Marty’s photos of the day #4504-4506: Thanks to my dog, Nellie, for filling in for me during the past two weeks. Now that Deb, Nellie, and I are back home, I’m taking over my posts again. (Nellie fans don’t fret: she’ll be back again). I’m still sorting through the 1,500 photos I took during the past two weeks on Vancouver Island, and I’m going to resist going directly to the wildlife photos. Instead, I’m starting out with the best outhouse in the history of outhouses.

It all began on our second day on Vancouver Island. The night before, we slept at a crowded campsite on Comox Lake. That area was beautiful, but sharing the same place with some 50 other campers just isn’t what Deb and I are into. So Deb (who was in charge of the maps) found some remote campsite indicators along the Johnstone Strait on our National Geographic Vancouver Island map that were only reachable via a maze of dirt roads. On our way there, we picked up a more detailed map at a gas station that showed some additional dirt roads.

We couldn’t find the initial dirt road we were looking for, though we did find another road that was missing from the National Geographic map but included on the new map. The roads on the map had no names, and the GPS in my truck was no help either. We followed the alternative road from the new map, but missed a turn that would have taken us to the ocean.

Nevertheless, we were still headed toward the remote area near the orca whale sanctuary on the northeast coast.

As it turned out, the road we were on ended a mile or two before the coast. But just before it ended, I stopped the truck when I spotted a sign that I hoped would give us a hint of where we were. Next to that sign was a narrow two-track road that cut off into thick temperate rainforest. Deb walked down the road and came hurrying back.

“You’ve got to see this!” she said.

I walked back with her to see that the narrow road opened up into a campsite along a river. It was surrounded by forest on three sides and the river on the fourth side. We had the place all to ourselves, and obviously no one else had been there in many weeks.

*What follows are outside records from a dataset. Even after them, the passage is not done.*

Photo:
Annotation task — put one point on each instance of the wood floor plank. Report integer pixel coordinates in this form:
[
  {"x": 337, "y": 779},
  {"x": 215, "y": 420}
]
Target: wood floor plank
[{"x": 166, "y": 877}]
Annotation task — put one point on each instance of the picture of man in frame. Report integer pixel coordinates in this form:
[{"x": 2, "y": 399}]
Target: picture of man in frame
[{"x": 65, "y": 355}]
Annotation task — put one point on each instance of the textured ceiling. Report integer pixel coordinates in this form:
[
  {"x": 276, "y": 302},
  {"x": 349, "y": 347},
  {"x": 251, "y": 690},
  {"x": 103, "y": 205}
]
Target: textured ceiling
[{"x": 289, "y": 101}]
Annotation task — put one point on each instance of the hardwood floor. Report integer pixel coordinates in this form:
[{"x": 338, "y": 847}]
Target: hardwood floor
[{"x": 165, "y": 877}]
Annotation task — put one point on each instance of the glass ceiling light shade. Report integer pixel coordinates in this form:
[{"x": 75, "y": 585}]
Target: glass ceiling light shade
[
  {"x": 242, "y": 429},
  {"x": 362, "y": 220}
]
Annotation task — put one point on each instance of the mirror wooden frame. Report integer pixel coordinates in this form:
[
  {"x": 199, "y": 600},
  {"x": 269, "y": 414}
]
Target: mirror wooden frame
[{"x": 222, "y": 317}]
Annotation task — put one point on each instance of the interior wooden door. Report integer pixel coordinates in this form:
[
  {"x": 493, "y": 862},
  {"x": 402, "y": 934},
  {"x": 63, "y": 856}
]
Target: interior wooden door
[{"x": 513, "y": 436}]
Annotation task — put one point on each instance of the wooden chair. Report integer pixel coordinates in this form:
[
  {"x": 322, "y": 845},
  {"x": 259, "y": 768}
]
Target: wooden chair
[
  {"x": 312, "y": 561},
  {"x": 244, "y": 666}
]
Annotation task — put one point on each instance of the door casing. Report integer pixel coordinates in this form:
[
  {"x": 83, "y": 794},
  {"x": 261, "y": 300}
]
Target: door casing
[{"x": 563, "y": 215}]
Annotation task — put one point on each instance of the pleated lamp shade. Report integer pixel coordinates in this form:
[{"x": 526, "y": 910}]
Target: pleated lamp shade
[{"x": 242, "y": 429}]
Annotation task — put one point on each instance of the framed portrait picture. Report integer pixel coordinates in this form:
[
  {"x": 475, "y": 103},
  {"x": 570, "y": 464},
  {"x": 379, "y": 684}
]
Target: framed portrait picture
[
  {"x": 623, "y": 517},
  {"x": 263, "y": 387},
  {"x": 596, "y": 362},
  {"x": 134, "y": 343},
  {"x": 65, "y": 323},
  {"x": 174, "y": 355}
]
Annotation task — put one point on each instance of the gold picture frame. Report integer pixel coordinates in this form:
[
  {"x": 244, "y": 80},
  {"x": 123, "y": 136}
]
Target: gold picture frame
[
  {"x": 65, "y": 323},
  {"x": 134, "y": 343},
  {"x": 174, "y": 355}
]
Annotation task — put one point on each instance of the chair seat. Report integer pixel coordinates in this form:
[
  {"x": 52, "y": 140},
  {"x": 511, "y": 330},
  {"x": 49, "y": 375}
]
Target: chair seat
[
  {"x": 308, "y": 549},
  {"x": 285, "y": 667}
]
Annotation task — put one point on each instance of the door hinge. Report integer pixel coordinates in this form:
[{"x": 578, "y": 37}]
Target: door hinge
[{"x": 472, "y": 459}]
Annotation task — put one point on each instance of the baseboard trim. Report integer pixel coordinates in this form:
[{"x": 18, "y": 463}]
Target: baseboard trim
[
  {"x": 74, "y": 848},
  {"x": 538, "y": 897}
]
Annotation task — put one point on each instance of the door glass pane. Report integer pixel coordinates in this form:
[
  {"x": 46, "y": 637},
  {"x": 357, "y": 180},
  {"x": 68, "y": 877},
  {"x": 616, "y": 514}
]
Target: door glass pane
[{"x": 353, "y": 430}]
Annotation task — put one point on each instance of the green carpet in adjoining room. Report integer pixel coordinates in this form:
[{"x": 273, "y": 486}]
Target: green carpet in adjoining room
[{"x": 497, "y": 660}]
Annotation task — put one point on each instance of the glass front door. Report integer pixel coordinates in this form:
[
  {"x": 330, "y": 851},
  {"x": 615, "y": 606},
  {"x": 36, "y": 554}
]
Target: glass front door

We fell in love with the place and stayed there for two days and two nights without seeing a soul!

Today’s photos::

1. The outhouse at our campsite (side view). It was the best outhouse ever! Although you had to be careful sitting, because the seat wasn’t attached, and there were a few slugs crawling around.

2. Outhouse front view.

3. The view from the outhouse seat: beautiful, virgin temperate rainforest.